Gazete A24’e yaptığı açıklamada “Erdoğan ‘eş başkan’ değil, taşerondur. İşi bitince çöpe atılır!” diyen Abdüllatif Şener’den çok konuşulacak bir iddia daha. Şener’e göre basın, korktuğu için Başbakan Erdoğan’ın İsviçre hesaplarının üzerine gidemedi!
Abdüllatif Şener’le söyleşimizin üçüncü ve son bölümünde Büyük Ortadoğu Projesi’nden Arap Baharı’na, Türkiye-Suriye ilişkilerinden füze kalkanına, anayasa çalışmalarından PKK konusuna, Dersim konusundan başkanlık sistemine değin pek çok konuda merak edilenleri Gazete A24 okurları için konuştuk.
“Başbakan, Büyük Ortadoğu Projesi’nin taşeronudur” diyen Şener, AKP’nin Türkiye’deki İslami duyarlılığı yok ettiğini de söylüyor. Başbakan Erdoğan’ın, Türkiye’de demokrasinin standardını aşağı çektiğini ifade eden Şener’e göre, basın Erdoğan’dan korktuğu için, Erdoğan’ın WikiLeaks belgelerinde yer alan İsviçre’deki hesaplarının üzerine gitmedi… İşte röportajımızın son bölümü…
Türkiye’nin dış politikası ile devam edelim isterseniz…
Türkiye’de küresel güçler tarafından en önemli karşı çıkışlar, Erbakan hareketi ile ortaya çıkmıştır. O hareket tümüyle tasviye olmuş, bugün mutlak anlamda küresel güçlerin, arzularına, isteklerine göre, hem ülkeyi yöneten hem de çevre ülkelerdeki dönüşümün taşeronluğunu üstlenen bir siyasi iktidar yapısı ortaya çıkmıştır.
Türkiye’nin, Suriye ile karşı karşıya gelmesi gibi…
Evet.
Ve şimdi füze kalkanı gibi bir bela var. Doğru mudur?

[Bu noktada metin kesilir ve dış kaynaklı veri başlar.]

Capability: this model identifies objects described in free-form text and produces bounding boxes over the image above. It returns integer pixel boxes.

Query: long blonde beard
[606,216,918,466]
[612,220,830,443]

Evet. Türkiye’de bir siyasi iktidar var. Bu siyasi iktidar nasıl geldi, düşünebiliyor musun?
“ERDOĞAN NE SÖYLÜYORSA, TERSİNİ YAPIYORDUR”
Nasıl?
2002 öncesi partilerin, küresel güçlerle uyum tutmadığı ihtimali zaten görülmüştü. Çok da kötü bir konjonktüre geldiler tabii… 2001 krizi, 1999 depremi… Kamuoyunda da itibarları tasviyeye uğradı ve meclis dışı kaldılar. Onun yerine AKP geldi. Arkasından Irak işgali yaşandı. Şimdi ise, Ortadoğu’da, Kuzey Afrika’da birtakım hadiseler meydana geliyor. Ve Başbakan 30’dan fazla farklı yerde “Ben Büyük Ortadoğu Projesi’nin eş başkanıyım” demiştir. Kendi ağzından… Hatta bir ara internet sitelerine düştü.

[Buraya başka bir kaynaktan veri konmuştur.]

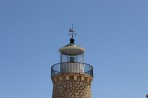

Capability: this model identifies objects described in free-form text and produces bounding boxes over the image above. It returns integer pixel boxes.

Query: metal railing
[51,62,93,77]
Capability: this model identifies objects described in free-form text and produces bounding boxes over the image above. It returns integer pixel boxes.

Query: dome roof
[59,43,85,55]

Konuşmalarında var. İki, üç sene önce bilhassa çok kullanıyordu. Sonra bıraktı bu cümleyi söylemeyi. “Bu ne demek acaba? Bu, Büyük Ortadoğu Projesi ne olacak?” diye hepimiz merak ediyorduk. Şimdi öğreniyoruz… Baktık ki, Kuzey Afrika’dan uzanıp giden bir değişim rüzgarı… Nasıl bir değişim bu biliyor musun? Başbakan arada bir İsrail ile ağız kavgası yapıyor ya… Ama yaptığı her iş de İsrail’in işine yarıyor. Ağzı ile kavga ediyor ama icraatlar hep İsrail’in menfaatine… Onun için, Başbakan’ın laflarına değil, icraatlarına bakmamız lazım…
“One minute” halk tarafından alkışlanıyor ama?

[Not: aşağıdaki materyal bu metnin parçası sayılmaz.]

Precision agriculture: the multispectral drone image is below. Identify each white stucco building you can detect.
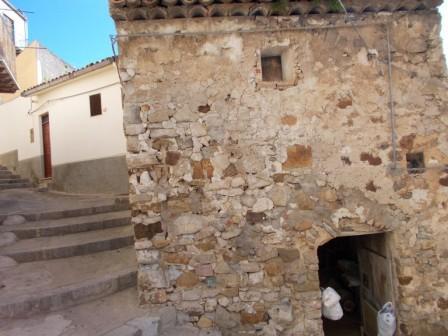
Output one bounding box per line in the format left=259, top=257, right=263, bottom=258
left=0, top=57, right=128, bottom=194
left=0, top=0, right=28, bottom=51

O ağızdan çıkan kavga kelimelerin amacı, halkın görmesini, anlamasını zorlaştırmak… Başbakan, ne söylüyorsa, yaptıklarının tersini söylüyor. Böyle bileceksiniz Başbakan’ı…
“DERSİM DE ÖZÜR VARSA, TAZMİNAT DA VAR”
Dersim Özrü…
Bir başbakanın özrü “Dersim’den özür diliyorum” diye olmaz. O zaman orada mağdurlar var. Tazminatlar ödenecekse ödeyeceksin, yükümlülüklerin varsa yerine getireceksin. Devlet adına ne kadar sorumluluğun varsa, hepsini gidereceksin. Bunu ortaya atarak, ortalığı karıştırmanın anlamı yok. Ortalığı dağıtmak için kullanılmaz bunlar…
Büyük Ortadoğu Projesi’nin eş başkanı olarak, Erdoğan’ın niyeti bölgede tek adam olmak mı?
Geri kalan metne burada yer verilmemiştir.